Die schimmernden Füchse sind trotz ihres hohen Alters noch lange nicht vom Aussterben bedroht. Verdanken tun sie dies mitunter der allgemein höheren Lebenserwartung, diverser pflanzlicher Aufbaupräparate und fortschrittlicher Gehhilfen, die Mobilität versprechen.

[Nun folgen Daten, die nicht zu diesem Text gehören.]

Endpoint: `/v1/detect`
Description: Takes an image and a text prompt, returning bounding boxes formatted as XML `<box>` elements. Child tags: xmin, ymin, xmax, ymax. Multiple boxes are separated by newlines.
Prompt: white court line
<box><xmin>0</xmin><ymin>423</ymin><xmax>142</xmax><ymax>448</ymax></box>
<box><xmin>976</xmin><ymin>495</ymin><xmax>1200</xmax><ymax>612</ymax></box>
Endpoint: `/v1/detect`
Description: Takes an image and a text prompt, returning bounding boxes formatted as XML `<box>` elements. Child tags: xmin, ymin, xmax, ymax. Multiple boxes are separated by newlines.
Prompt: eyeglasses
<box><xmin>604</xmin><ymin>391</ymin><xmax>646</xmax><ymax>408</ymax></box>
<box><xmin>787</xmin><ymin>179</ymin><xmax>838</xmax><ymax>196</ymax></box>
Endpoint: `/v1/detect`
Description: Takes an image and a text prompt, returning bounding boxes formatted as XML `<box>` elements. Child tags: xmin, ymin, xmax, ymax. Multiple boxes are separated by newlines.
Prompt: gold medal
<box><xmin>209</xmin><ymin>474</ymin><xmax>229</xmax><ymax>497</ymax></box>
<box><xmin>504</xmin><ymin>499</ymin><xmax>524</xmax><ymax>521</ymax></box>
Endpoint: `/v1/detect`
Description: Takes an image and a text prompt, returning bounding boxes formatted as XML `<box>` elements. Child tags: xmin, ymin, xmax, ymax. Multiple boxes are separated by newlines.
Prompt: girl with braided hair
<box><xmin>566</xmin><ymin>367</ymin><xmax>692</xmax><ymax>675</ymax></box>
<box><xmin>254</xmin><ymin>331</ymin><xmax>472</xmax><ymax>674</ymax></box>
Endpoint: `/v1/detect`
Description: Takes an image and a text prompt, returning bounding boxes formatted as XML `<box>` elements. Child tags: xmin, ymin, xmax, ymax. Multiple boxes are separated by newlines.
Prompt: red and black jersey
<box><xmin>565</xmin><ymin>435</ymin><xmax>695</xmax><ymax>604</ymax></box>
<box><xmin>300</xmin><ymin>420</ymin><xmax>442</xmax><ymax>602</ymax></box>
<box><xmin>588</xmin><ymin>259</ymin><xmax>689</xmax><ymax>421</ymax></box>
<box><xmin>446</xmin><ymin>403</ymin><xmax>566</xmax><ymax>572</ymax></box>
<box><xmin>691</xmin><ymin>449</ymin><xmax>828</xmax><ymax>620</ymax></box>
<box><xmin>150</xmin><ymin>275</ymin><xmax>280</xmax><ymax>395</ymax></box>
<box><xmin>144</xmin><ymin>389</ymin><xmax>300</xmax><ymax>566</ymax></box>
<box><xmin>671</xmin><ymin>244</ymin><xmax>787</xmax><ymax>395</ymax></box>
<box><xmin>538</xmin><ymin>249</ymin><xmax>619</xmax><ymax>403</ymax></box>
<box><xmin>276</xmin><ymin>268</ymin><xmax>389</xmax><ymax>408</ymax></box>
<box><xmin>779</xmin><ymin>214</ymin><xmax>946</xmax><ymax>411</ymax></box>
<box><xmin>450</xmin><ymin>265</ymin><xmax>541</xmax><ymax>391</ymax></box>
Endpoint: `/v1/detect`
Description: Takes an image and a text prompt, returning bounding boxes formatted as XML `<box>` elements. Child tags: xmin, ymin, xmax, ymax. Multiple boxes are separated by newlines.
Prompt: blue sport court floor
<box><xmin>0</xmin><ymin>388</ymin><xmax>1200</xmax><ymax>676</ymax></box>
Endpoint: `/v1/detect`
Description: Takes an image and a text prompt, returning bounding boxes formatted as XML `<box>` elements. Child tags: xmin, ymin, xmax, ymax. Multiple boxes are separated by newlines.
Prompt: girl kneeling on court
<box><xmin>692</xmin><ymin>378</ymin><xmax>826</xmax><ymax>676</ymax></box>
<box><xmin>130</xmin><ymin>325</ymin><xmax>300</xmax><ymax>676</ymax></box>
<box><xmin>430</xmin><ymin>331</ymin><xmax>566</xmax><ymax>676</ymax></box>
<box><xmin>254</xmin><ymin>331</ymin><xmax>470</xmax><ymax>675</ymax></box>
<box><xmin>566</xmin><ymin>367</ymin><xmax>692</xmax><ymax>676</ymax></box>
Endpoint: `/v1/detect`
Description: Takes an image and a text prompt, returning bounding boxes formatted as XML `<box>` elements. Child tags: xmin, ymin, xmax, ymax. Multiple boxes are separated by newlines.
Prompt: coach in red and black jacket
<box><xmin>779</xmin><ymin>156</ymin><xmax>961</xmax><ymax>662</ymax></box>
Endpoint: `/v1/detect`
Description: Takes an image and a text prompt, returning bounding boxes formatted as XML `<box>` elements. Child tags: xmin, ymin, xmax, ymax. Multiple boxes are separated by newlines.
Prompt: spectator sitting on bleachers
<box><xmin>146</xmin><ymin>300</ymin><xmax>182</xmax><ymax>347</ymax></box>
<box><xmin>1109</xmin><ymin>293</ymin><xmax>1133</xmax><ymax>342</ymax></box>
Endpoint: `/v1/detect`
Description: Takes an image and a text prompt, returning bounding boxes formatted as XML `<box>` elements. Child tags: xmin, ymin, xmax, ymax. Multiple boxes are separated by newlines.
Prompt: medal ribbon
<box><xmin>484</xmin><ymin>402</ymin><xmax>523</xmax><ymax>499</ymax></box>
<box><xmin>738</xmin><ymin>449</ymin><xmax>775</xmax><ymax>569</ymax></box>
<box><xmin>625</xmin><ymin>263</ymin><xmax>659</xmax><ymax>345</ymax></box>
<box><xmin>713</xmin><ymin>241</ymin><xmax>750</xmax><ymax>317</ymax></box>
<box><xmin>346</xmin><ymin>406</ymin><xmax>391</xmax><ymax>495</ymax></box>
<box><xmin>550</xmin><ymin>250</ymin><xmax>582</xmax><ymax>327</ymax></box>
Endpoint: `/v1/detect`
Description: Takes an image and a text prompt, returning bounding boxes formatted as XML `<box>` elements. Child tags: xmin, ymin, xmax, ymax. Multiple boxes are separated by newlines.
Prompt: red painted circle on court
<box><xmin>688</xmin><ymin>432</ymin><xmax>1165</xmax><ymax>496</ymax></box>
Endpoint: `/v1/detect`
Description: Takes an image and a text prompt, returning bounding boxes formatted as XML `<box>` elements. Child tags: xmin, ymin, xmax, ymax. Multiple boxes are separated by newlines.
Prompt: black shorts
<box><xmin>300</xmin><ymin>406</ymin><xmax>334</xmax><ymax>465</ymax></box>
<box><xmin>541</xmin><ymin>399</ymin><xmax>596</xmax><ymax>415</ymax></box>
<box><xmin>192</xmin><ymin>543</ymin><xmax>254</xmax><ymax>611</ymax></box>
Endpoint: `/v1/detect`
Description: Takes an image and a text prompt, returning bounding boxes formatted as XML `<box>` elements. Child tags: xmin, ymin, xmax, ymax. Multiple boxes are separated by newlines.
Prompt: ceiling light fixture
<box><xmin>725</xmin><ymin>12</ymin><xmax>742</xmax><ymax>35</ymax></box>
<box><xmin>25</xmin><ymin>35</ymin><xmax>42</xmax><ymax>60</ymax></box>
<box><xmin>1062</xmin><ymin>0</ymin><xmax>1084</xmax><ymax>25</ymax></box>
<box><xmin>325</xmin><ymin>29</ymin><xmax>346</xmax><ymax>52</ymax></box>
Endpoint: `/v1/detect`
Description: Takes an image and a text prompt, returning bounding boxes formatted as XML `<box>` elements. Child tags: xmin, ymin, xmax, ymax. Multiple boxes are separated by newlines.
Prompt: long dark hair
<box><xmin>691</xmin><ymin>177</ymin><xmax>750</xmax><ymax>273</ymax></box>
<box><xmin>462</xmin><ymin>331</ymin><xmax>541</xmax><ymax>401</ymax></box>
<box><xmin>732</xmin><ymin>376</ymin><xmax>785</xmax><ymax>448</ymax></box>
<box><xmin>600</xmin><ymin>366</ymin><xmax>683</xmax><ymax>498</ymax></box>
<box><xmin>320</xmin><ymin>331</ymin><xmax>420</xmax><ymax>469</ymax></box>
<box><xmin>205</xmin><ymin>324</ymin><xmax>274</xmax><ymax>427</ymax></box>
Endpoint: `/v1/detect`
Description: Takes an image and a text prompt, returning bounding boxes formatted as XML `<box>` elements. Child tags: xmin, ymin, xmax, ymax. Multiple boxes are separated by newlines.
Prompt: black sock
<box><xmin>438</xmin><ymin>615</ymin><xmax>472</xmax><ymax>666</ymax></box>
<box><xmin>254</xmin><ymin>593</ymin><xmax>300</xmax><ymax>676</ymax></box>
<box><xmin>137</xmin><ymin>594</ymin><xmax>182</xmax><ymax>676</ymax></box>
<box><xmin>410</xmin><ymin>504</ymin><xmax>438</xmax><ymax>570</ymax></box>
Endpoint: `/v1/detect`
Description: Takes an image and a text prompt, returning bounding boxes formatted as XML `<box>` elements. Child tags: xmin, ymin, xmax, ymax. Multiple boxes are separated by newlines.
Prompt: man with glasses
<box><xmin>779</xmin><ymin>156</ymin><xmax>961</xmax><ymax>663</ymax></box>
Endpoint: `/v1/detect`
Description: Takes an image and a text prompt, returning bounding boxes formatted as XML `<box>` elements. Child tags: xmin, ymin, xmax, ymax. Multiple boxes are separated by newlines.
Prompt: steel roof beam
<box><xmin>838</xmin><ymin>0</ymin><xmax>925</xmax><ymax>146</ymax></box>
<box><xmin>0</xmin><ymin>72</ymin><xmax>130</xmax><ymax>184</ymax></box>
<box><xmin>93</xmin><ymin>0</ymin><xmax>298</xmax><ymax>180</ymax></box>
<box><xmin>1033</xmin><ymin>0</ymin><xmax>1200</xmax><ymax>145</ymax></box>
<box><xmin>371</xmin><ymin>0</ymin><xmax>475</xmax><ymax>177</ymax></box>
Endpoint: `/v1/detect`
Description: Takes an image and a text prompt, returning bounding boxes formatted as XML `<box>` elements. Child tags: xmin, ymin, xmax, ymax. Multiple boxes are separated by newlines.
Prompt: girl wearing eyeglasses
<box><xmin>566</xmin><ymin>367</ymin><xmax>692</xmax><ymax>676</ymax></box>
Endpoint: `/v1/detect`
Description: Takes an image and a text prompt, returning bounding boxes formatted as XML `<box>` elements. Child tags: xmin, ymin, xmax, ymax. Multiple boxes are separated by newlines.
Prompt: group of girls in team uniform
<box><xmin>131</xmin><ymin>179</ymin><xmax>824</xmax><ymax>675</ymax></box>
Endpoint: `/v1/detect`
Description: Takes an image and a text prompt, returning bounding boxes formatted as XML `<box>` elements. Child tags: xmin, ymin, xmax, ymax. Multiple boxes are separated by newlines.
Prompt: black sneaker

Mobilität verspricht auch das ausgefeilte Liniennetz der SBB. Täglich transportieren die Züge Jung und Alt vom einen Ort zum Anderen. Der Grossteil der Füchse lebt abseits von Grossstädten in kleineren Gemeinden, wo sich das Volg-Lädeli noch mit Erfolg gegen seine mächtigen Konkurrenten stemmt. Selbst in den winzigsten Dörfern erspähen die Füchse durch die Stubengardinen eine Bushaltestelle, welche den Weg in unerkundete Gebiete freigibt.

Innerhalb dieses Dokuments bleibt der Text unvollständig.